VON DER LEYEN: "AVRUPA GÜVENLİĞİ TEHDİT ALTINDA"
AB Komisyonu Başkanı Ursula von der Leyen ise konuşmasında, "Asla 24 Şubat'ı unutmayacağım. Üçümüz burada Rusya Ukrayna’ya saldırdığında güçlü bir birlik ve kararlılık mesajı vermiştik. Bugün de aynı kararlılıkla ortak deklarasyonu sunuyoruz. Dünya savaşın başından beri Ukrayna’yı izliyor ama bizi de izliyor. Dünya birlik içinde olduğumuzu da gördü. Ukrayna halkı ile dayanışma içinde ve sömürgeci Rusya’ya karşı duruşumuzu da. Kriz yönetimi koordinasyonumuzu sürdürdük, siber saldırılara karşı, Letonya, Litvanya ve Polonya gibi ülkelere gelen saldırılara karşı birlikte hareket ettik, 20 yılı geçen bu işbirliğimizi geliştirdik. Avrupa güvenliği tehdit altındadır. Bu durum Finlandiya ve İsveç’in NATO’ya üyeliğini de gerektirmiştir. Finlandiya ve İsveç’in de NATO’ya üye olmasıyla daha güçlü olacağız. Yakında üye olmalarını umuyoruz. Hedefler var ve bunlara ulaşmak için çabalamalıyız" ifadelerini kullandı.
VON DER LEYEN: "AB İLE NATO İŞBİRLİĞİ GENİŞLEYECEK"

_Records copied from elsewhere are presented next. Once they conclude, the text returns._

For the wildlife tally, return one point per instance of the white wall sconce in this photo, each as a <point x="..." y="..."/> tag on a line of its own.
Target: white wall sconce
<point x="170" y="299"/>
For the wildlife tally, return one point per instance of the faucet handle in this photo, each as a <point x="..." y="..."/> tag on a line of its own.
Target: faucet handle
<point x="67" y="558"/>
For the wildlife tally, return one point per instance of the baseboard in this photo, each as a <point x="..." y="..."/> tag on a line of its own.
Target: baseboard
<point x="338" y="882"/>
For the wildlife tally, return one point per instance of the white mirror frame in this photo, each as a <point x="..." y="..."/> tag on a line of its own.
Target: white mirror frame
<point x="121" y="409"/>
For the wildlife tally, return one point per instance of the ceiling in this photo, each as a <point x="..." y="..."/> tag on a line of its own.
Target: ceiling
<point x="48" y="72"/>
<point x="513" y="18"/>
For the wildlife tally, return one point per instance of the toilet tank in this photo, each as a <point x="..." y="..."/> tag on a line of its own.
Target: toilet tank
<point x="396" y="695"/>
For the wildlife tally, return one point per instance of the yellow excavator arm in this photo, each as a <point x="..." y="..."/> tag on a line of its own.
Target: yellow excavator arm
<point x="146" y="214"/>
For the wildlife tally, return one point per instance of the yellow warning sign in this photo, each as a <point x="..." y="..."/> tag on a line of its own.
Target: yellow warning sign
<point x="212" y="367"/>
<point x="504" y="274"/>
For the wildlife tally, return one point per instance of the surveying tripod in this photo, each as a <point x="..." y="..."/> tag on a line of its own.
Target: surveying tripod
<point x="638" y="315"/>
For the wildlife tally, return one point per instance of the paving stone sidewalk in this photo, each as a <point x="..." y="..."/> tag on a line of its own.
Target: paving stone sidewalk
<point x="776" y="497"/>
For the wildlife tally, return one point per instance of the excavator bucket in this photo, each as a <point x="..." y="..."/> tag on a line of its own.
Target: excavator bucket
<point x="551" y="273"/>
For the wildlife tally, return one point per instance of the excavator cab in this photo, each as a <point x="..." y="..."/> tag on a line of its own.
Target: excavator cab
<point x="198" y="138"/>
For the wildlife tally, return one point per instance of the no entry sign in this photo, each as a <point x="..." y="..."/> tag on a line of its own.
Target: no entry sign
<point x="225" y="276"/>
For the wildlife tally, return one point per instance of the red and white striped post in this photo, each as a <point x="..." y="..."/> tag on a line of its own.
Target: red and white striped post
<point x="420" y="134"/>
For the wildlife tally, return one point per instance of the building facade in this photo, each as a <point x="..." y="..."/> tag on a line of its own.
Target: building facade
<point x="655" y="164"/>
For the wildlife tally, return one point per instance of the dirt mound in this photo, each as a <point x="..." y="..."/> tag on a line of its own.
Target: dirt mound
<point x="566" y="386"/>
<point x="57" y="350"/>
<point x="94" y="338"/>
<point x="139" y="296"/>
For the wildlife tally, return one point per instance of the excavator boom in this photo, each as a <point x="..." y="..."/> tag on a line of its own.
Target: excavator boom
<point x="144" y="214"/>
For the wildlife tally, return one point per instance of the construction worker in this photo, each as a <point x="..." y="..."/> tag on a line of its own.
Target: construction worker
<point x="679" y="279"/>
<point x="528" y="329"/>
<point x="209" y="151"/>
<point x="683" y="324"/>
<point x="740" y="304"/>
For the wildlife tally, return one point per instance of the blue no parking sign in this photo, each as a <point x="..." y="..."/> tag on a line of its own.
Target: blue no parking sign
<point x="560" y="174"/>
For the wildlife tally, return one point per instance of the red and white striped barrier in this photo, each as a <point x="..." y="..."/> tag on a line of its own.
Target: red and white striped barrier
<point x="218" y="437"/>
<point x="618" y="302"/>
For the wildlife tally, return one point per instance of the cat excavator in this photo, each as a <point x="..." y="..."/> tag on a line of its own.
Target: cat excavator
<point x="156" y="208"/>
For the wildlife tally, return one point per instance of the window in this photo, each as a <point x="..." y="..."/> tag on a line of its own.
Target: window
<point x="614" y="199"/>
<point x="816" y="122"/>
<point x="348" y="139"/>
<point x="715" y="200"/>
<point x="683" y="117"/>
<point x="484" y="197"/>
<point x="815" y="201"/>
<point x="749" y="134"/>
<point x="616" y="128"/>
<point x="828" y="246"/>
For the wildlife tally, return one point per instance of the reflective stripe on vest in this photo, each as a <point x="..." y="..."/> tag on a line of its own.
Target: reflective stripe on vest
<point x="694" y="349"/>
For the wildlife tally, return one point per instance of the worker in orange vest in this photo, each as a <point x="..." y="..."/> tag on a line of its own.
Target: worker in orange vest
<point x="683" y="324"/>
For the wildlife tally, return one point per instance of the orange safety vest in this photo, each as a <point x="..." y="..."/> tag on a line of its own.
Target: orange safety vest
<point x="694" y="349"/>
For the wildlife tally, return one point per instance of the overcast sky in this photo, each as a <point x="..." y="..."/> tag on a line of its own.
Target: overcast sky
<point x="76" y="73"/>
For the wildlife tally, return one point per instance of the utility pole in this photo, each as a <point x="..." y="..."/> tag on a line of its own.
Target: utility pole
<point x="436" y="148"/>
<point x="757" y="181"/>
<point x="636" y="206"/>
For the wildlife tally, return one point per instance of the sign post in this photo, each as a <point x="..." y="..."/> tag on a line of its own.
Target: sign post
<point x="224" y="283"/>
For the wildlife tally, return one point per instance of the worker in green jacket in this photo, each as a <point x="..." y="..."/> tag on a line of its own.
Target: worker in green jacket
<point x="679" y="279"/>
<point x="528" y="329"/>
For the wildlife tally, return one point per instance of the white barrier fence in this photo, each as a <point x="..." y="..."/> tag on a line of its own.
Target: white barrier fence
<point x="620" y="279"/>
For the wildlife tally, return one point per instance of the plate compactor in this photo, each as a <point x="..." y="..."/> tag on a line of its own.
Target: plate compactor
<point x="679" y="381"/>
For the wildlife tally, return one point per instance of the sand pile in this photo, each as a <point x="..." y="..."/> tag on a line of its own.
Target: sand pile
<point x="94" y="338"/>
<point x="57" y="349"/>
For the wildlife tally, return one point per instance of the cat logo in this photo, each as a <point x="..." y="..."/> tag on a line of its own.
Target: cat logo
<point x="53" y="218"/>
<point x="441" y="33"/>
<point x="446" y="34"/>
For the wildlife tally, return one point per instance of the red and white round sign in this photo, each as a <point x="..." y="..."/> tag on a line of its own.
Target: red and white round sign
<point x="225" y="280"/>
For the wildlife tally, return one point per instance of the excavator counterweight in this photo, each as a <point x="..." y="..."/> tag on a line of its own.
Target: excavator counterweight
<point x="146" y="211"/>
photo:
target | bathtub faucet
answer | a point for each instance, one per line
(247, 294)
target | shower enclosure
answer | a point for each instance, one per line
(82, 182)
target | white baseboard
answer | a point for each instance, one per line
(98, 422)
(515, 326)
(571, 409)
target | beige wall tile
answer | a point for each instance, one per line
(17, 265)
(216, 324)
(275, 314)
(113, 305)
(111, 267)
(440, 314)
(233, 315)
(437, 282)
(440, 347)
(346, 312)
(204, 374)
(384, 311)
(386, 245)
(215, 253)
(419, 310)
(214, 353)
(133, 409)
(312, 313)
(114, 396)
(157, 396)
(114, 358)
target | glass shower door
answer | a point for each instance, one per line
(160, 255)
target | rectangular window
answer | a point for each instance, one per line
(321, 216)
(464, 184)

AB ile NATO’nun işbirliğinin daha fazla alanda genişleyeceğini bildiren AB Komisyonu Başkanı Ursula von der Leyen, "Rus tehdidi en yakın olanı ama Çin de tehdit içeriyor. Yeni alanlarda yeni işbirlikleri yürütmeliyiz. Siber ve hibrit saldırılara karşı korunmamızı artırmalıyız, teknoloji ve uzay konusunda daha fazla işbirliği yapmalıyız ve iklim krizi konusunda da birlikte çalışmalıyız. Güvenliği de etkileyen aşırı yağışlara bağlı seller, kuraklıklar, açlık gibi konuları da istikrar açısından yakından işbirliği ile ele alacağız. Dış etkilere karşı direncimizi güçlendirmeliyiz. Nord Stream saldırısı göstermiştir ki enerji alt yapılarımızın korunması da en önemli alanlardan birisidir ve bu alanda da ciddi işbirliği yapmalıyız. AB cesur Ukrayna halkına destek vermeye devam edecek ve Kremlin üzerinde acıtan yaptırımlarına devam edecektir. Yaptırımları askeri olarak destekleyen Belarus ve İran gibi ülkeleri kapsayacak şekilde genişlettik. Belarus’a karşı yeni yaptırımlar öngörüyoruz. İnsani ve ekonomik yardımlarımızı gerektiği sürece Ukrayna’ya sürdüreceğiz" şeklinde konuştu.